Twitter Notification and Real-Time Push System Design Detailed Guide

Introduction

Notifications and real-time pushes are key interactive mechanisms in Twitter/X social platforms, used to handle events such as likes, @mentions, and replies, ensuring users receive updates promptly. Facing billions of DAU and daily billions of interactions, the system must support high-concurrency pushes, low-latency delivery, and high availability. This article systematically introduces the architecture schemes for notification pushes, trade-offs, engineering implementation details, and common interview follow-up questions, based on asynchronous decoupling (Kafka) and real-time communication (WebSocket), aiming to balance resource consumption and user experience.

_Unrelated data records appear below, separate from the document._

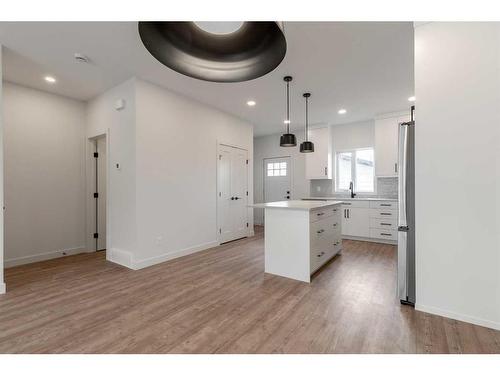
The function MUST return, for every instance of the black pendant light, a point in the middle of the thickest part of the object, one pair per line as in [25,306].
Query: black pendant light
[216,51]
[288,139]
[307,146]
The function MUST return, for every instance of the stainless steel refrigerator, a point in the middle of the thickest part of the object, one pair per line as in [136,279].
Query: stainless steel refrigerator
[406,216]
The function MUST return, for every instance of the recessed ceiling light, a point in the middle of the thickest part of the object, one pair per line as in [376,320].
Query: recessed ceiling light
[80,57]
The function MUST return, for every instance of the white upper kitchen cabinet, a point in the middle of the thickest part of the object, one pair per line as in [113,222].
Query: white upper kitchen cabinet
[319,162]
[386,145]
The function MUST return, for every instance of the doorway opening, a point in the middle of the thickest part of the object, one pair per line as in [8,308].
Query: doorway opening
[98,193]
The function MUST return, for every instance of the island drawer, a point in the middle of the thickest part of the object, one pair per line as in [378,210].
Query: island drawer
[391,205]
[383,234]
[360,204]
[324,213]
[383,223]
[383,213]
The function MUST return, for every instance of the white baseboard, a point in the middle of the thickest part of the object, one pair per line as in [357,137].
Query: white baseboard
[136,265]
[458,316]
[121,257]
[43,256]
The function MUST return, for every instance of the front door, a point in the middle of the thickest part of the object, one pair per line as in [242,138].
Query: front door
[277,179]
[232,193]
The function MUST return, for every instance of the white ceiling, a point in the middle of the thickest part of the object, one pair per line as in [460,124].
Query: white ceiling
[365,67]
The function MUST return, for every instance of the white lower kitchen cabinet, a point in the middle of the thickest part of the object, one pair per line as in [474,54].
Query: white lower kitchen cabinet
[300,236]
[355,221]
[370,220]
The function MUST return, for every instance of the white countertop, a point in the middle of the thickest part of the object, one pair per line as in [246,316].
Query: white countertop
[297,205]
[352,199]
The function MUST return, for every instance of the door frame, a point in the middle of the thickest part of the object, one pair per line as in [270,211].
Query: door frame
[90,220]
[217,153]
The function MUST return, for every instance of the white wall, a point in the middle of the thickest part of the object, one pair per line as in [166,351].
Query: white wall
[176,172]
[103,118]
[44,175]
[269,147]
[457,81]
[162,203]
[2,283]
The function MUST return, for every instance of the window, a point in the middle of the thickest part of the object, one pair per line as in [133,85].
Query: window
[358,167]
[276,169]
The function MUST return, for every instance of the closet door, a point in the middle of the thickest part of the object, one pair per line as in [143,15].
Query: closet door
[232,193]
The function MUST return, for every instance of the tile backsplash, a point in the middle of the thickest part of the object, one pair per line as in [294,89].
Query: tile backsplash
[387,187]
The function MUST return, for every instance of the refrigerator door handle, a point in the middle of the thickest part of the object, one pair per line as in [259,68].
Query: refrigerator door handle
[402,158]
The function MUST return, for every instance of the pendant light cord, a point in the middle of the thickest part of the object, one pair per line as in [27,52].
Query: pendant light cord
[307,116]
[288,107]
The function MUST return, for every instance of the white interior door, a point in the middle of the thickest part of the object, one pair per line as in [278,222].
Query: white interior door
[101,190]
[277,179]
[232,185]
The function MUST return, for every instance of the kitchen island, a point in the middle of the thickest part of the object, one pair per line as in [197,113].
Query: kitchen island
[300,236]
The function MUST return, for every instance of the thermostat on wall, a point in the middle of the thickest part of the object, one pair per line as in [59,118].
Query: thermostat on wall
[120,104]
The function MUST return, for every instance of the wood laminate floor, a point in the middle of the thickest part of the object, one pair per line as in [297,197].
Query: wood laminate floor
[220,301]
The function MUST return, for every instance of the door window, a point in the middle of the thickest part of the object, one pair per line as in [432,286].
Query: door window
[276,169]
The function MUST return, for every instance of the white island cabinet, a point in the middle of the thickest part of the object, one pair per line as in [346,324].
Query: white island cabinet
[301,236]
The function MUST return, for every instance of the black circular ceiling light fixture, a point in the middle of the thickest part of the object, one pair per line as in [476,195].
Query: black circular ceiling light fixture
[216,51]
[288,139]
[307,145]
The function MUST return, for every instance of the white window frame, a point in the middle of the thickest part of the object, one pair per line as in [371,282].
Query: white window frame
[353,171]
[266,168]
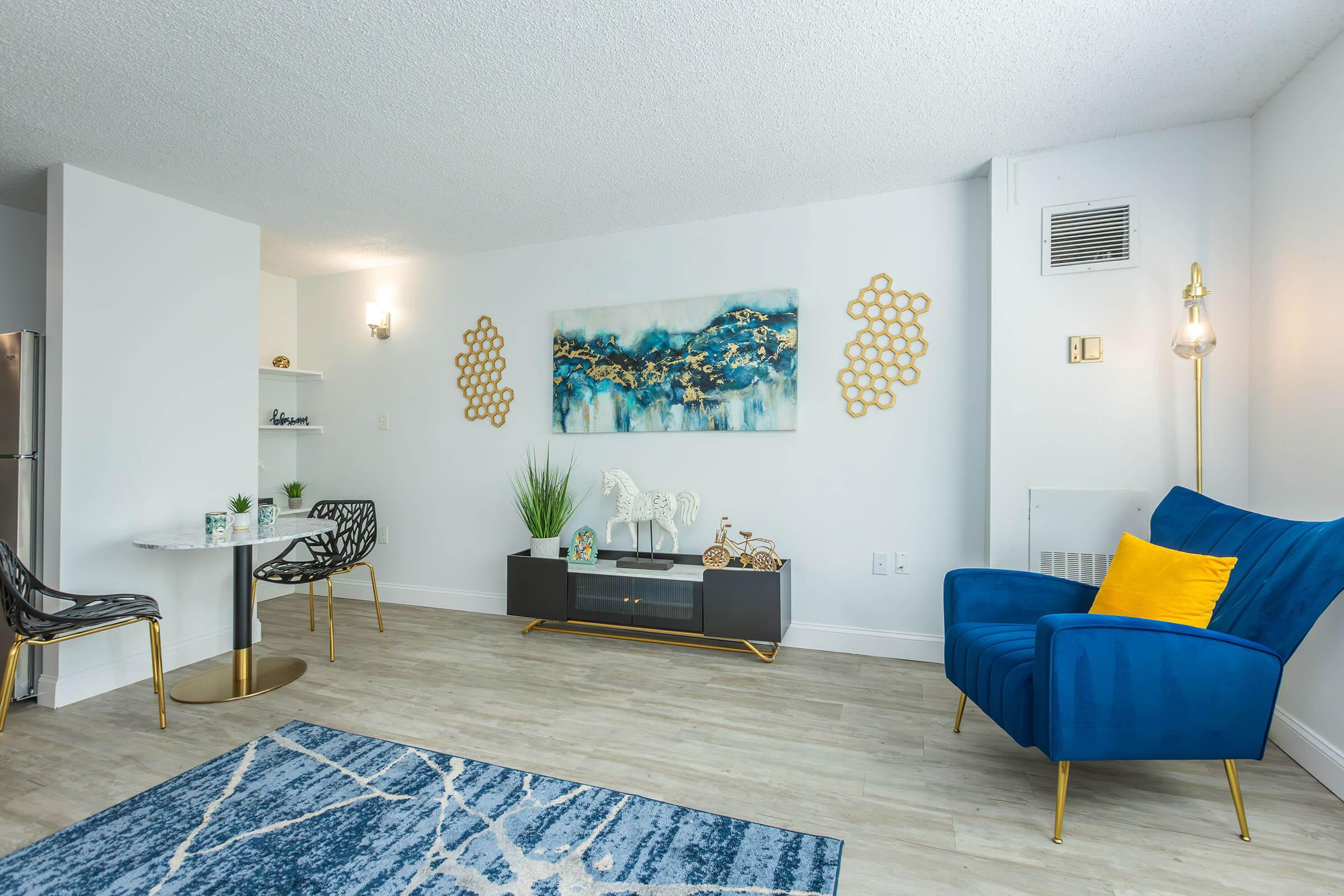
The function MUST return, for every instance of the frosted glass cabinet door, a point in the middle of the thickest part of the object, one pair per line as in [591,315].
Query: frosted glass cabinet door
[654,604]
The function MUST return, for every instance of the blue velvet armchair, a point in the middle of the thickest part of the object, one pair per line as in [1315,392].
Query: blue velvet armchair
[1025,649]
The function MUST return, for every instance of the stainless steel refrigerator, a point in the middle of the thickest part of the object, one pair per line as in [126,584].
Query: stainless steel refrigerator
[21,474]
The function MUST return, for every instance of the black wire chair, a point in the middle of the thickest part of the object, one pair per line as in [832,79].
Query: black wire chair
[22,594]
[331,554]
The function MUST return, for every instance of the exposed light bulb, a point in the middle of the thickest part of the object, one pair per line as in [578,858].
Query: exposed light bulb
[1195,338]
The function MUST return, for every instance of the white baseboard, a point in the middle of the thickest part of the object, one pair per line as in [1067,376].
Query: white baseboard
[1323,759]
[808,636]
[420,595]
[869,642]
[58,691]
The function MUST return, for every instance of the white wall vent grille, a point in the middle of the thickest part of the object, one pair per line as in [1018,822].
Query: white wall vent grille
[1073,533]
[1077,566]
[1084,237]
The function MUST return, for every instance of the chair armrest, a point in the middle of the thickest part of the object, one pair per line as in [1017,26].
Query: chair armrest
[1124,688]
[1010,595]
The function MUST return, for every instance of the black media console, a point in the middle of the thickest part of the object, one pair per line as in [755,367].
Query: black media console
[731,609]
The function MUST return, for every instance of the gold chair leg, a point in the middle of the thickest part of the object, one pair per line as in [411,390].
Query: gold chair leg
[374,582]
[331,622]
[1235,783]
[11,669]
[156,649]
[153,652]
[1061,787]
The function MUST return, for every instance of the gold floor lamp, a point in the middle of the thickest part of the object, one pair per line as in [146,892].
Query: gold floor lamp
[1195,340]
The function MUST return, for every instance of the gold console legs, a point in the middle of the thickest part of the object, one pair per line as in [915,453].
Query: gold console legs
[684,638]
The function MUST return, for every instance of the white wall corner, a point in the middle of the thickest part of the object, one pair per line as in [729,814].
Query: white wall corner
[1323,759]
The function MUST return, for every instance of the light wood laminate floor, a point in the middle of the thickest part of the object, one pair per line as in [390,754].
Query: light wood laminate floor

1. Requirements and Challenges

High-Frequency Interactions: Billions of notifications daily (such as likes/@), with peak TPS in the tens of thousands; hot events can trigger millions of pushes instantly.
Real-Time Performance: Delivery latency <1 s, with frequent mobile reconnections (>10% users).
Resource Contention: Long connections consume memory (each >1 KB), peak CPU >80%; queue backlogs lead to losses.
Consistency and Filtering: Eventual consistency can tolerate second-level delays, but active users must be distinguished to avoid invalid pushes.
Fault Tolerance: Limit rates and degrade during DDoS attacks or network partitions; support multi-channels (Web/mobile).

2. Scheme Comparison and Trade-offs

2.1 WebSocket (Push Mode)

Principle: Establish a persistent bidirectional connection where the server actively pushes notifications, similar to a real-time phone call: once there’s a message, the system directly “calls” the user’s connection.
Advantages: Real-time low latency (<1 s), efficient bandwidth usage.
Disadvantages: Complex connection management, high memory/CPU under high concurrency; high reconnection overhead on disconnections.

2.2 Polling (Pull Mode)

Principle: The client periodically polls the server for new notifications, similar to checking a mailbox: the user asks “Any new messages?” every few seconds.
Advantages: Simple implementation, no need for long connections.
Disadvantages: High latency (average > interval time), bandwidth waste (many empty polls); unsuitable for real-time scenarios.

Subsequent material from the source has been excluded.